Ao ler no Jornal Económico que o secretário de Estado dos Assuntos Fiscais disse que em 2017 o setor financeiro pagou mais de 2000 milhões de euros de impostos ia caindo de cu, o milagre é tão grande que aos três pastorinhos terei de acrescentar os cinco presidentes dos grandes bancos, os tais que decidem a nossa vida e têm a alcunha de DDTs. Perante tal milagre terei de me reconverter e sempre que passar à porta de um dos nossos sacrossantos bancos terei de me ajoelhar como se estivesse perante a altar de Fátima e benzer-me, pedindo ao banqueiro da paróquia a sua bênção e perdão por todos os meus pecados de difamação da sua pessoa.
Só pode ser milagre, todos pensávamos que a taxa de IRC suportada pelos bancos e seguradoras é mais pequena do que a da tasca da esquina e que uma boa parte dos benefícios em sede de IRC foram concebidos em favor das sua boas ações. Mas, afinal, estávamos enganados?
Certo dia, farto de ouvir um taberneiro de bairro queixar-se dos muitos impostos que pagava e sabendo que o pobre homem raramente emitia faturas, declarava um salário mínimo e esquecia-se dos contratos de trabalho para os empregados, questionei-o sobre quanto pagava.

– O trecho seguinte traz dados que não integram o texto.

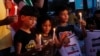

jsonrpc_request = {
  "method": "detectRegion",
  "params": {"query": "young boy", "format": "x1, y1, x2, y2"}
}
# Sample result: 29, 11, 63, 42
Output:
14, 6, 38, 56
55, 6, 86, 55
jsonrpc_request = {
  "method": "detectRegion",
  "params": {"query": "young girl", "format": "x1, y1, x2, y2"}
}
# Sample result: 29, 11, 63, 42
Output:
14, 6, 38, 56
36, 16, 59, 56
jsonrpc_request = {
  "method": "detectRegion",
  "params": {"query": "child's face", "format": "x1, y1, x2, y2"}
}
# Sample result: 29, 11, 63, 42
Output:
5, 0, 12, 9
22, 16, 37, 28
42, 20, 52, 34
58, 10, 69, 23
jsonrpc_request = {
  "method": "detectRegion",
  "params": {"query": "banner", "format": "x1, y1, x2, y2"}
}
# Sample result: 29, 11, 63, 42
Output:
85, 30, 100, 56
59, 34, 82, 56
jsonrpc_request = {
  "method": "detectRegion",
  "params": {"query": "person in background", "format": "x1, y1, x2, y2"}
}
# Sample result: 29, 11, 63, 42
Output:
14, 5, 38, 56
55, 5, 86, 56
86, 10, 100, 31
0, 0, 16, 56
36, 15, 59, 56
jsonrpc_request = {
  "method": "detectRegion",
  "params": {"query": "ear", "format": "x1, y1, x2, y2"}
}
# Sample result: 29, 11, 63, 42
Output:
21, 15, 25, 21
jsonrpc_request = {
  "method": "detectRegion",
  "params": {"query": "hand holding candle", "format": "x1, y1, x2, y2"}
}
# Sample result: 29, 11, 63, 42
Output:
79, 12, 82, 29
79, 12, 82, 20
15, 6, 18, 15
53, 28, 56, 40
39, 34, 42, 51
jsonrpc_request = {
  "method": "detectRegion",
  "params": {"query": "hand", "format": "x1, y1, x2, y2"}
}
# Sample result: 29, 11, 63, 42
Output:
48, 39, 55, 46
59, 31, 69, 41
63, 37, 70, 45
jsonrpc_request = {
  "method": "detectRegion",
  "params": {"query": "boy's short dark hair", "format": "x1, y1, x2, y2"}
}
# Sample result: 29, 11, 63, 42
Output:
19, 5, 39, 17
54, 5, 69, 15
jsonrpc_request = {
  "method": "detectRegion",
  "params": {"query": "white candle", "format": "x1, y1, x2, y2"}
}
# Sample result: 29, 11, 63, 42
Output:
39, 34, 42, 45
79, 12, 82, 29
53, 28, 56, 40
15, 6, 18, 15
6, 9, 9, 16
79, 12, 82, 20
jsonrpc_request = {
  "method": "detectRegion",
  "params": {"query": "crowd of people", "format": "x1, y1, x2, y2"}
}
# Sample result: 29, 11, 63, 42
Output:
0, 0, 100, 56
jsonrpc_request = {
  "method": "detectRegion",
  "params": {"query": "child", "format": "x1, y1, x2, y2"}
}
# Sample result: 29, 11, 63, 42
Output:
36, 15, 59, 56
55, 6, 86, 41
14, 6, 38, 56
55, 6, 86, 55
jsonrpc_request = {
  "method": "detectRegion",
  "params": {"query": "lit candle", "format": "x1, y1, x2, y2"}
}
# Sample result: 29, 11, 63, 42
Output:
39, 34, 42, 45
53, 28, 56, 40
15, 6, 18, 15
79, 12, 82, 29
79, 12, 82, 20
6, 9, 9, 16
39, 34, 42, 51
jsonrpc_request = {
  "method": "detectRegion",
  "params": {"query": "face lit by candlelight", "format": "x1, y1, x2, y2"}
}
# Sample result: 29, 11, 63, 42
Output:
5, 0, 12, 9
42, 20, 52, 34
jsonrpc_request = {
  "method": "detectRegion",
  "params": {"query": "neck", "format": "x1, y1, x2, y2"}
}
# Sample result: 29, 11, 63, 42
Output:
21, 26, 31, 33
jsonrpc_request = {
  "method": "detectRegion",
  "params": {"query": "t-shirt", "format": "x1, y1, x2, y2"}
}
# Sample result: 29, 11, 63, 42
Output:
41, 36, 55, 56
0, 0, 12, 50
56, 25, 82, 37
14, 30, 35, 53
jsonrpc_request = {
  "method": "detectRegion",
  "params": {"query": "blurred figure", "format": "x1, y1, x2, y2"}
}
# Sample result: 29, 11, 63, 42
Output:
0, 0, 16, 56
86, 10, 100, 31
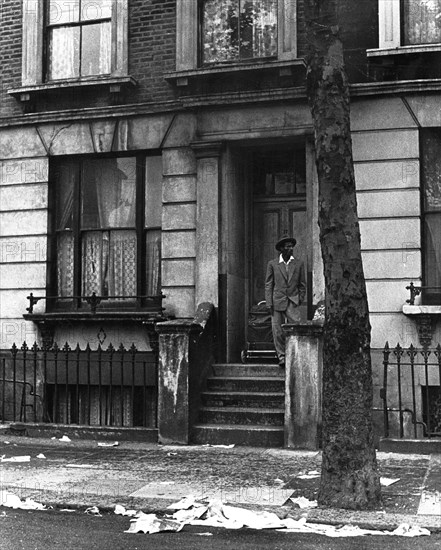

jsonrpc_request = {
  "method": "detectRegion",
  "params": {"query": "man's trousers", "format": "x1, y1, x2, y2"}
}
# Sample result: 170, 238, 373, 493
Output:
271, 301, 300, 365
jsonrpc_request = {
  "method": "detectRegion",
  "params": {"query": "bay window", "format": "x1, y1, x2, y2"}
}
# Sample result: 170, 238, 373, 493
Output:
46, 0, 112, 80
51, 155, 162, 307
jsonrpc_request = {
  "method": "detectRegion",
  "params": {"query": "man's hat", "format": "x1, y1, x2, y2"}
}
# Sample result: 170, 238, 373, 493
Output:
276, 237, 297, 252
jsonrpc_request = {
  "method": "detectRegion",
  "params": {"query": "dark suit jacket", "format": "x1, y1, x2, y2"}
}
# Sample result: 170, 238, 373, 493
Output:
265, 258, 306, 311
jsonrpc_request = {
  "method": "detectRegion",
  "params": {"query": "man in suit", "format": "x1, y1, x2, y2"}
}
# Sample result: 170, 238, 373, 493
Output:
265, 237, 306, 367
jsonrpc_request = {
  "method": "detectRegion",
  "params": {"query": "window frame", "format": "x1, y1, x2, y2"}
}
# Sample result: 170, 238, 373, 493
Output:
176, 0, 298, 72
22, 0, 129, 87
47, 150, 162, 312
43, 0, 112, 83
371, 0, 441, 53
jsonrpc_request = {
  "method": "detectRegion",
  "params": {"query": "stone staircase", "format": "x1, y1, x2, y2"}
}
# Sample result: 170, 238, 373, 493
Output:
192, 363, 285, 447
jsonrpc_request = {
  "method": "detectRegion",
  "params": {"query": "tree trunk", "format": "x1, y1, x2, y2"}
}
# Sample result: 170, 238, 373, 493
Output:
306, 0, 381, 509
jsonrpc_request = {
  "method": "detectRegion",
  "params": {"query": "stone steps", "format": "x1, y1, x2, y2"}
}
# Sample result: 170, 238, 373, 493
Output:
192, 363, 285, 447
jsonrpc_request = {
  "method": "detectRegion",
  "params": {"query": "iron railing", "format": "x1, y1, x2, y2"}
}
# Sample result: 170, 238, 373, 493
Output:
381, 342, 441, 438
26, 292, 166, 315
0, 343, 157, 428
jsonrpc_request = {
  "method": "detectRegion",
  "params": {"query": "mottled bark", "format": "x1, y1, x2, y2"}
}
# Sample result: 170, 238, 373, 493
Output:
306, 0, 381, 509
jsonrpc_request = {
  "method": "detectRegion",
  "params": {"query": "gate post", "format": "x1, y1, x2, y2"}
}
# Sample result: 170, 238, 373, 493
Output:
156, 319, 202, 445
283, 321, 323, 449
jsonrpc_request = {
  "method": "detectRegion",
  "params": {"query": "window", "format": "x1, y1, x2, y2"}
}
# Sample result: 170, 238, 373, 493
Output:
378, 0, 441, 49
176, 0, 297, 71
201, 0, 277, 64
22, 0, 128, 87
51, 156, 162, 306
46, 0, 112, 80
422, 128, 441, 305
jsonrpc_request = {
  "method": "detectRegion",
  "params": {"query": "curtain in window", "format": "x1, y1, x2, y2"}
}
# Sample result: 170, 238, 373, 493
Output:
240, 0, 277, 58
404, 0, 441, 45
48, 27, 80, 80
202, 0, 239, 63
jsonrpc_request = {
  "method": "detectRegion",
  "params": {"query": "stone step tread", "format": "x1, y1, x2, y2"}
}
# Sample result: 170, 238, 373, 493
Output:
200, 406, 285, 414
202, 390, 285, 397
193, 424, 285, 432
213, 363, 280, 369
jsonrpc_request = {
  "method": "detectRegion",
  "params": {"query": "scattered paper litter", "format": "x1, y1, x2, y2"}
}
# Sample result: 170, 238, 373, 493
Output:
201, 443, 234, 449
289, 497, 318, 508
380, 477, 400, 487
114, 504, 137, 517
84, 506, 102, 517
0, 455, 31, 462
0, 489, 47, 510
277, 518, 430, 538
124, 512, 184, 534
297, 470, 320, 479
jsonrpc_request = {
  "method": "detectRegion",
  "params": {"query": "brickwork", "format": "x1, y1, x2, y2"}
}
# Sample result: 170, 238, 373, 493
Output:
0, 0, 22, 117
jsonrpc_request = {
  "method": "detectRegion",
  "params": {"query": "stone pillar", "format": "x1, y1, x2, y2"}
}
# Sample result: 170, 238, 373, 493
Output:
156, 319, 202, 445
192, 142, 222, 307
283, 321, 323, 449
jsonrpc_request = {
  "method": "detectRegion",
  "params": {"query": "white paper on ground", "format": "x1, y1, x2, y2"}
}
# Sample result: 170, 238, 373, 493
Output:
124, 512, 184, 534
0, 489, 46, 510
289, 497, 318, 508
0, 455, 31, 462
380, 477, 400, 487
114, 504, 137, 517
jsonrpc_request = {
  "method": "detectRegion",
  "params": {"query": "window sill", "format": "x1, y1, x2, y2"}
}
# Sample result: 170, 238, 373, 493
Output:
403, 304, 441, 316
164, 58, 305, 86
8, 76, 137, 101
366, 44, 441, 57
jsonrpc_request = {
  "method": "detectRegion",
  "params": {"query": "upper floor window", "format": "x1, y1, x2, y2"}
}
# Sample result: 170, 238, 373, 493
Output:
22, 0, 128, 87
421, 128, 441, 305
51, 155, 162, 307
402, 0, 441, 46
176, 0, 297, 71
46, 0, 112, 80
201, 0, 277, 64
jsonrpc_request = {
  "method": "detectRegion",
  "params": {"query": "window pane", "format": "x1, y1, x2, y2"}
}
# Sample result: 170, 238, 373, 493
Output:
57, 235, 74, 296
81, 0, 111, 21
240, 0, 277, 58
404, 0, 441, 45
48, 27, 80, 80
81, 230, 136, 296
424, 214, 441, 295
81, 22, 112, 76
145, 229, 161, 296
145, 157, 162, 227
202, 0, 239, 63
81, 157, 136, 229
49, 0, 80, 25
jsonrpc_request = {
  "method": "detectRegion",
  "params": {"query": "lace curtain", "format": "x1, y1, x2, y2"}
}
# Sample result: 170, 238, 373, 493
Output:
202, 0, 277, 63
403, 0, 441, 45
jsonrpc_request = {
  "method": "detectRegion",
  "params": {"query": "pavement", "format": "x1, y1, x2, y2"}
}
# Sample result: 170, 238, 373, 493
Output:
0, 430, 441, 532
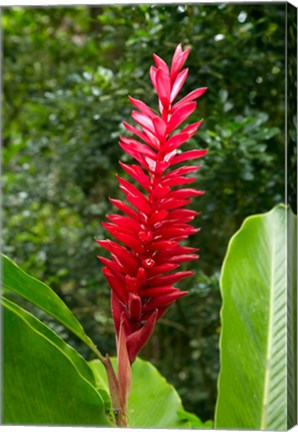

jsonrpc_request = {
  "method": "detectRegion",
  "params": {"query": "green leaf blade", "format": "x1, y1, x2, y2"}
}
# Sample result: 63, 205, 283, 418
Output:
215, 206, 294, 430
2, 255, 96, 352
3, 301, 109, 426
89, 358, 210, 429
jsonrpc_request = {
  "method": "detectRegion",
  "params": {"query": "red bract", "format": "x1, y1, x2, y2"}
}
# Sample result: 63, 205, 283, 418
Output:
98, 45, 207, 366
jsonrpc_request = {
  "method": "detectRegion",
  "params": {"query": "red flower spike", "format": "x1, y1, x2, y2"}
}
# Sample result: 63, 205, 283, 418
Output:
98, 44, 207, 366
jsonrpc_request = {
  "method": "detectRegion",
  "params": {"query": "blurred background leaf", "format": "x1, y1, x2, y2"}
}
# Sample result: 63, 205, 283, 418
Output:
2, 3, 286, 420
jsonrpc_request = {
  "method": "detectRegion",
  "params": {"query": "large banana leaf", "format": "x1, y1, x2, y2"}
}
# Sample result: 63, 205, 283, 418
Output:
89, 358, 212, 429
215, 206, 296, 430
2, 299, 110, 426
2, 255, 97, 353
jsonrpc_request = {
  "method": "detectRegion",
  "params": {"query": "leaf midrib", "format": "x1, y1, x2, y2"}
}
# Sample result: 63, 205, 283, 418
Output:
260, 226, 276, 430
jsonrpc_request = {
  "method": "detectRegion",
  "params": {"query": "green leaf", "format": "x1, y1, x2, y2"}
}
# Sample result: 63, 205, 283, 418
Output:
215, 205, 293, 430
287, 210, 297, 429
89, 358, 206, 428
2, 255, 96, 353
3, 299, 109, 426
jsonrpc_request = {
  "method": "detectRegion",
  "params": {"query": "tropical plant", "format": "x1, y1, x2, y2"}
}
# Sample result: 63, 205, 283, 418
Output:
2, 205, 297, 430
98, 44, 207, 426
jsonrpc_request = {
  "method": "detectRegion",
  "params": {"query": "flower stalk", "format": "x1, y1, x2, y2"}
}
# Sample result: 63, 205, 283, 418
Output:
98, 44, 207, 426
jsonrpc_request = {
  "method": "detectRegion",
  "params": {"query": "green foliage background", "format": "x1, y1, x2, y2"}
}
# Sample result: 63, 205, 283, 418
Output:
2, 3, 285, 420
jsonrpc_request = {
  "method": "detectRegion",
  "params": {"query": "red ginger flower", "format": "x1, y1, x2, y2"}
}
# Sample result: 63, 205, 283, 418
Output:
98, 44, 207, 366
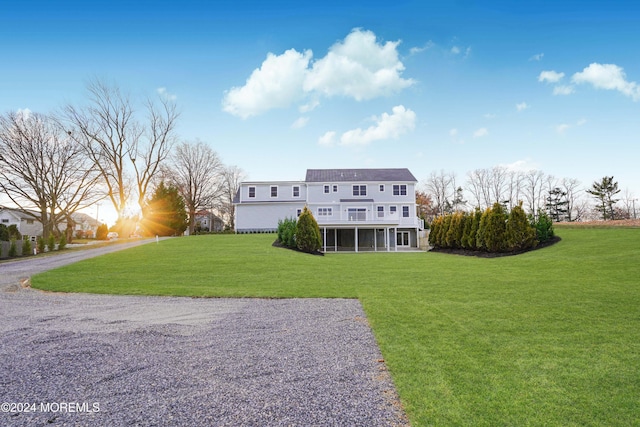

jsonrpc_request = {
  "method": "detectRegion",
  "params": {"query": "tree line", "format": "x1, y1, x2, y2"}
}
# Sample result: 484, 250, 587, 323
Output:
416, 166, 636, 223
0, 79, 244, 239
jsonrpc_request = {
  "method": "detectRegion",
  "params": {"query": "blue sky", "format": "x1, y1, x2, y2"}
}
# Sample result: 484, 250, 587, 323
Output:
0, 0, 640, 208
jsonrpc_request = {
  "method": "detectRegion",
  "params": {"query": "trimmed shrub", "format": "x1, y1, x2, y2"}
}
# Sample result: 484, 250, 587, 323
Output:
484, 202, 507, 252
96, 224, 109, 240
9, 239, 18, 258
22, 239, 31, 256
296, 206, 322, 252
58, 233, 67, 251
531, 210, 555, 243
506, 202, 538, 251
276, 218, 297, 248
47, 233, 56, 252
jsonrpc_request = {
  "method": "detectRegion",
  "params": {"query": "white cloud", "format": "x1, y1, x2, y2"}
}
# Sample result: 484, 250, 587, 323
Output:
291, 117, 309, 129
473, 128, 489, 138
571, 62, 640, 101
156, 87, 178, 101
318, 130, 336, 147
340, 105, 416, 145
553, 85, 575, 95
222, 29, 416, 119
222, 49, 312, 119
498, 159, 539, 172
538, 70, 564, 83
409, 40, 435, 55
304, 29, 414, 101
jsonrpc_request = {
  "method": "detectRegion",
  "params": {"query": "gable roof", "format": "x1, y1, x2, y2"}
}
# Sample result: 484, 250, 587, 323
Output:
305, 168, 418, 182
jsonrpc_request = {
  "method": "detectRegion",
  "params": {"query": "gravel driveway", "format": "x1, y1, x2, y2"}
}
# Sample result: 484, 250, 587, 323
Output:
0, 242, 408, 426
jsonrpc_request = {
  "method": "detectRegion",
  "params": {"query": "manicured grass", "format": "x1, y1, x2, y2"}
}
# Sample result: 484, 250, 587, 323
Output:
32, 229, 640, 426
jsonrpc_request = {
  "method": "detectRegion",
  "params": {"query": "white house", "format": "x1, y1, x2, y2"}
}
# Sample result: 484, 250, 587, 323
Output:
234, 169, 424, 252
0, 206, 99, 242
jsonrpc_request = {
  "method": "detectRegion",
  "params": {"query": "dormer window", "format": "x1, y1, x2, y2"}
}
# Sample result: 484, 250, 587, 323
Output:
353, 185, 367, 196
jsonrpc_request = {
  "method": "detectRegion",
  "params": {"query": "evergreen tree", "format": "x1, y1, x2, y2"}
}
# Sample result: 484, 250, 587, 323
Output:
505, 202, 538, 251
587, 176, 620, 221
476, 208, 491, 251
142, 181, 189, 236
483, 202, 507, 252
296, 206, 322, 252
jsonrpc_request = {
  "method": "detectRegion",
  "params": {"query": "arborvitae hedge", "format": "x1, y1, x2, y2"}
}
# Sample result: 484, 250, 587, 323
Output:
296, 206, 322, 252
429, 203, 540, 252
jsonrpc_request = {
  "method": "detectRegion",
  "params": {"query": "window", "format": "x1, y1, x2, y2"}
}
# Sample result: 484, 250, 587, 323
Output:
393, 184, 407, 196
347, 208, 367, 221
353, 185, 367, 196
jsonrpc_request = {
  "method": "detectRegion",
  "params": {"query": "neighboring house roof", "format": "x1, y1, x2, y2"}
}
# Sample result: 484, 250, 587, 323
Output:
305, 168, 418, 182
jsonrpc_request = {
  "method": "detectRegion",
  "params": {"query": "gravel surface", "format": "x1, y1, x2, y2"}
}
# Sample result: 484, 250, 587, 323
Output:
0, 242, 408, 426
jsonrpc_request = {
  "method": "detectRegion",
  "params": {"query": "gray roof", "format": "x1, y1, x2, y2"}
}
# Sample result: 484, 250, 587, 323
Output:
305, 168, 418, 182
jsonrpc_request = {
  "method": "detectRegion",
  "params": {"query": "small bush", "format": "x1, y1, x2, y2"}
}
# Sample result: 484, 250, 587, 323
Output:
47, 233, 56, 252
296, 206, 322, 252
37, 236, 45, 254
530, 210, 555, 243
9, 239, 18, 258
22, 239, 31, 256
58, 233, 67, 251
96, 224, 109, 240
276, 218, 297, 248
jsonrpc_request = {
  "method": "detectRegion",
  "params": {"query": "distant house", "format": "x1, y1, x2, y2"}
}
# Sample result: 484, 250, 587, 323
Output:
234, 169, 424, 252
0, 206, 99, 242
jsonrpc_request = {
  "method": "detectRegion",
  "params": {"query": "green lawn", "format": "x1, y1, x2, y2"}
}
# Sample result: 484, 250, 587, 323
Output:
32, 229, 640, 426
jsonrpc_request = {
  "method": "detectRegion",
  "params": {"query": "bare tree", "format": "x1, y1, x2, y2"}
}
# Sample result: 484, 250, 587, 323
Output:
63, 80, 178, 219
0, 111, 98, 238
218, 166, 246, 230
560, 178, 582, 222
424, 170, 457, 215
169, 141, 224, 234
524, 169, 545, 216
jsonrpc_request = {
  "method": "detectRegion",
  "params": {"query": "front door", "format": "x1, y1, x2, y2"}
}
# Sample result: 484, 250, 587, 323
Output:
396, 231, 409, 247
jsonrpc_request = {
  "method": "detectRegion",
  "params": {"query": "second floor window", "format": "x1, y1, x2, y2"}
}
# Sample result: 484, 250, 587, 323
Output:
353, 185, 367, 196
393, 184, 407, 196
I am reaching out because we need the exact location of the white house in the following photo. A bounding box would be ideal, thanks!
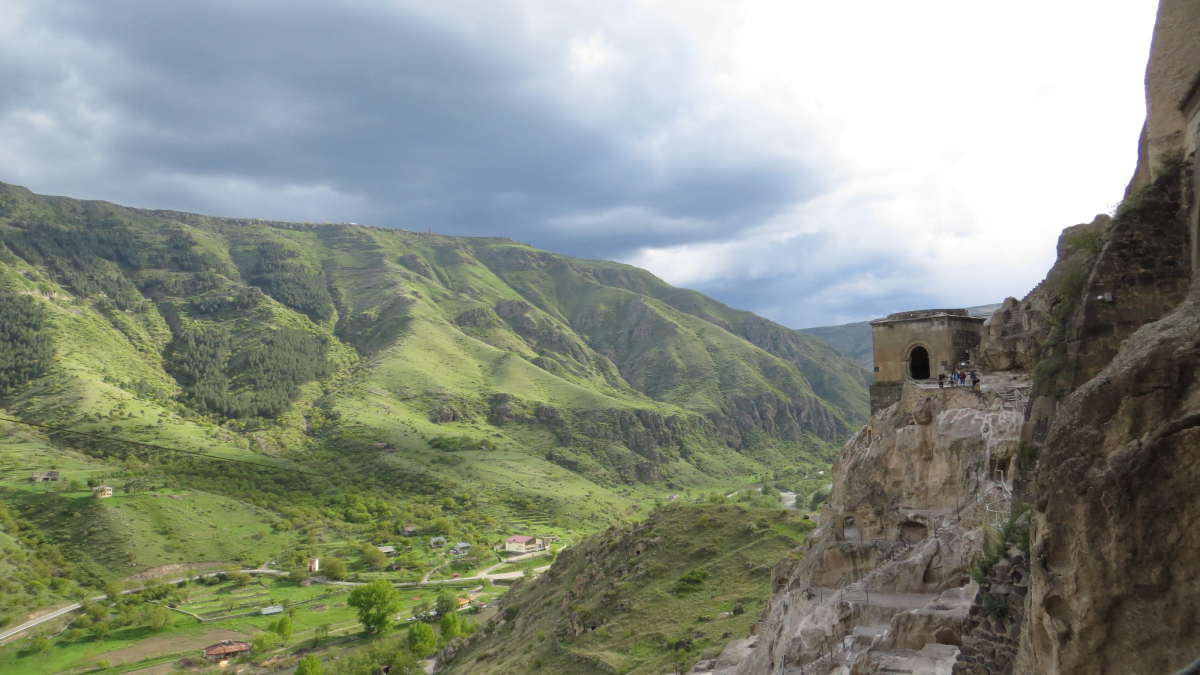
[504,534,546,554]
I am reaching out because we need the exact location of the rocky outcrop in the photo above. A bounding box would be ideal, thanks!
[954,548,1030,675]
[718,377,1024,675]
[822,377,1025,539]
[1018,276,1200,675]
[977,214,1112,372]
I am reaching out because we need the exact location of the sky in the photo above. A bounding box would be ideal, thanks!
[0,0,1157,328]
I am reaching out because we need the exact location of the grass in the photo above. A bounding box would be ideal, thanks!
[0,184,866,669]
[491,555,554,574]
[0,432,294,579]
[450,504,814,674]
[0,571,505,675]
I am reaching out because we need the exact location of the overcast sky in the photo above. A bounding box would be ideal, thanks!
[0,0,1157,328]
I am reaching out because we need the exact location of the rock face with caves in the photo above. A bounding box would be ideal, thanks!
[1019,278,1200,674]
[712,374,1028,675]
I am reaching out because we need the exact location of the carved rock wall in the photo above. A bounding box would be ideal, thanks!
[1016,278,1200,675]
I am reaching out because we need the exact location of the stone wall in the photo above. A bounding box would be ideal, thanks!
[1016,276,1200,675]
[871,310,986,382]
[1067,163,1192,389]
[954,548,1030,675]
[871,382,904,414]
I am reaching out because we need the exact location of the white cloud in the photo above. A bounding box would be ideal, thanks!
[0,0,1156,327]
[630,0,1157,325]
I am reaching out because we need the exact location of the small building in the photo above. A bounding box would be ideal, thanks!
[504,534,546,554]
[203,640,254,661]
[871,310,988,414]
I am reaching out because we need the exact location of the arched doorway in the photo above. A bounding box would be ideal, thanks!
[908,346,929,380]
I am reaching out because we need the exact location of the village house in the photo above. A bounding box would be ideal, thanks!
[504,534,546,554]
[203,640,254,661]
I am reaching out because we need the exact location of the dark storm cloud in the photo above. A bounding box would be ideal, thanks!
[0,0,821,258]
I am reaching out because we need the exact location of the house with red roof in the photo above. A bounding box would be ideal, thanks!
[204,640,254,661]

O homem já disse o muito que pagava, a maior parte do IVA. Tive de o esclarecer que o IVA que supostamente pagava, apenas estava a entregá-lo, já que tinha sido pago pelos clientes. Feitas as contas o pobre desgraçado entre o que pagava e o que ficava por pagar ainda tinha um saldo positivo, por conta do IVA que embolsava.
Passa-se o mesmo com os nossos generosos banqueiros, não só não pagaram nada, digamos que pagaram um corno e a ponta de outro, como ainda embolsaram muitos milhões por conta de um famigerado esquema de transferência de dinheiro dos contribuintes para os bancos designado eufemisticamente por "Créditos por impostos diferidos", que é uma forma de roubar como fazia o meu taberneiro, mas como os bancos têm bons amigos o roubo foi tornado legal. Dizer que pagam muitos impostos é como argumentar como o taberneiro do meu bairro.
É inaceitável que um secretário de Estado use argumentos destes, elogiando a banca atribuindo-lhe o pagamento de impostos que foram suportados pelos seus clientes e funcionários. Que se saiba os bancos pagam IRC e em 2017 não só não pagaram nada como ainda beneficiaram dos tais "Créditos por impostos diferidos", como secretário de Estado Adjunto e das Finanças reconheceu recentemente no Parlamento.
Segundo a lógica do secretário de Estado cidadão comum só paga o IUC e o IMI ou IRS se trabalhar com recibos verdes. Segundo o seu brilhante raciocínio são os patrões que pagam o IRS, os comerciantes que pagam o IVA e os bancos que pagam o imposto de selo.
Um dia destes ainda vamos ver o secretário de Estado a promover vídeos de magia produzidos pelo ilusionista Luís Matos para nos mostrar como cidadão comum não paga impostos e as receitas fiscais resultam dos sacrifícios das grandes redes de distribuição, das energéticas e da banca, confundindo de forma oportunista retenção com pagamento.
Alguém devia recordar ao secretário de Estado algumas:
- Que representa um governo eleito pelos portugueses e não lhe cabe a si inventar falsos argumentos em favor da imagem de generosidade contributiva do setor financeiro.
- A diferença entre pagar impostos e entregar ao Estado os impostos pagos por outros.
- Cabe ao secretário de Estado cobrar impostos e não manipular estatísticas e dizer falsidades para melhorar a imagem seja de quem for.
- Que está a faltar À verdade e ao respeito a muitos portugueses sugerindo que os impostos que eles pagaram, muitas vezes vivendo miseravelmente, foram afinal pagos pelo setor financeiro.